There is no value in the "lock depth" field contained in trace events; they
measure the behavior of the big kernel lock, which was removed for
2.6.39. But that is how it goes, responded Ingo; if the tool is useful and
the code is open we will not break it.
Steve Rostedt said that these problems are the result of bad ABI design.
We need, he said, a better ABI that is easier to support; "we need a
platform." Ingo responded that it is still early in the game for tracing
infrastructure; we will need another ten years to really get it right. We
should, he said, figure out the tools first, only then will we know what
the kernel needs to provide. We need tools that will increase tracing use
by an order of magnitude; messing with the ABI now will not accomplish
that.
Linus added that it's not the ABI that matters, it's backward
compatibility. Anybody who does not understand that, he said, does not
belong in technology. People blow it all the time, breaking things that
used to work; desktop environments were cited as an example. He said that
there is no real point in talking about getting the ABI right because we
will not achieve it. What we will do is avoid breaking the tools; in the
end, what the tools actually use is the ABI.

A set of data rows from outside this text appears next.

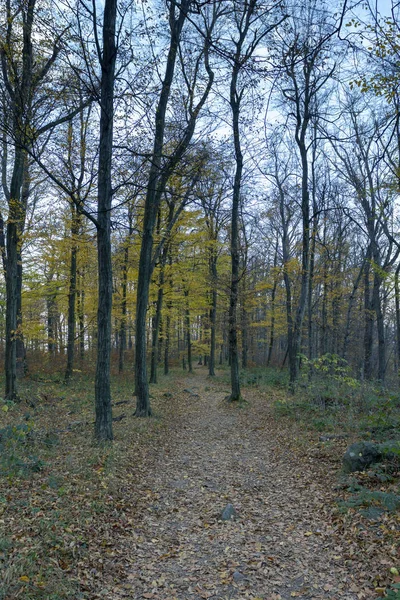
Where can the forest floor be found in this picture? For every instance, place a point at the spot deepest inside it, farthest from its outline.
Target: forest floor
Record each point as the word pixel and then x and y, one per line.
pixel 142 519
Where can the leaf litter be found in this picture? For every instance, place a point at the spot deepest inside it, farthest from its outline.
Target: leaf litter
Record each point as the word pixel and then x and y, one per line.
pixel 143 519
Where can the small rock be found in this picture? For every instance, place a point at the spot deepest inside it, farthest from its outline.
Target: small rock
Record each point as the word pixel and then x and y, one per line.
pixel 229 513
pixel 361 455
pixel 330 437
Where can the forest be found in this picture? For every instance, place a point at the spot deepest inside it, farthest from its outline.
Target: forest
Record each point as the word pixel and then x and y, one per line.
pixel 200 227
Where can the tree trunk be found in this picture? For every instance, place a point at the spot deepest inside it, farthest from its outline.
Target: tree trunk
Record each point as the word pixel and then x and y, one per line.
pixel 187 332
pixel 81 314
pixel 156 328
pixel 13 242
pixel 72 296
pixel 369 324
pixel 397 304
pixel 103 423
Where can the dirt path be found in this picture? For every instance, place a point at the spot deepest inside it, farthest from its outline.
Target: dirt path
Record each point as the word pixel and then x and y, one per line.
pixel 281 545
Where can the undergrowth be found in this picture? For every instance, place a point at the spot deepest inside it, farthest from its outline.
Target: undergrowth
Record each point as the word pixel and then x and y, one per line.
pixel 327 398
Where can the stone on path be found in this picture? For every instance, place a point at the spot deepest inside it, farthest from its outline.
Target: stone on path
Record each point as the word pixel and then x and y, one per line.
pixel 229 513
pixel 361 455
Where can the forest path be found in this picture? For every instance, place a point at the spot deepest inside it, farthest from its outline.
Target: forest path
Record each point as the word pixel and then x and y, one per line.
pixel 211 453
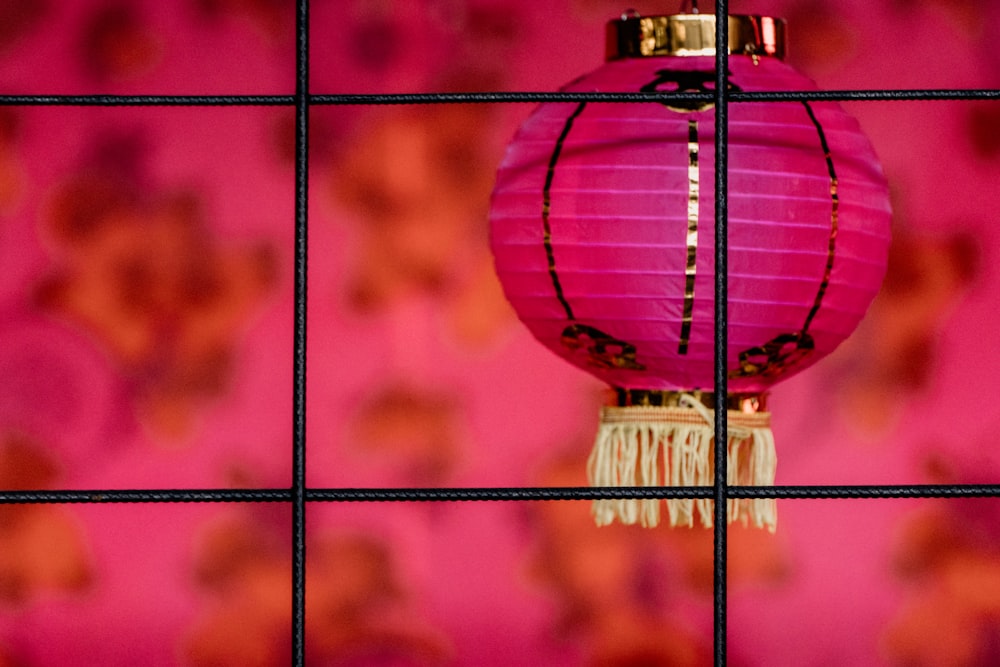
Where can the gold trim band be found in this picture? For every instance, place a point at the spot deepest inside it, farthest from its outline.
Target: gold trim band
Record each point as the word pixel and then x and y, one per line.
pixel 748 403
pixel 634 36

Ted Ts'o raised the issue of trying to make a distinction between
tracepoints that are intended to be a part of the ABI and those that should
be treated more like printk(). But Linus said that it was not
going to work, that the effort needs to go elsewhere. He complained that
people are still talking about how PowerTop
broke in response to a tracepoint change; it would have been better, he
said, to put the effort into fixing PowerTop. If that had been done, then
the change could be applied in five years or so. Ingo added that we should
not legislate an ABI for as-yet nonexistent tracing tools; we should,
instead, let things develop together. Phasing out ABIs is relatively easy
in the tracing arena because users naturally want current tools.
Few hard conclusions were reached in this session; with luck, though, we
will at least see some new tools out of Google before too long.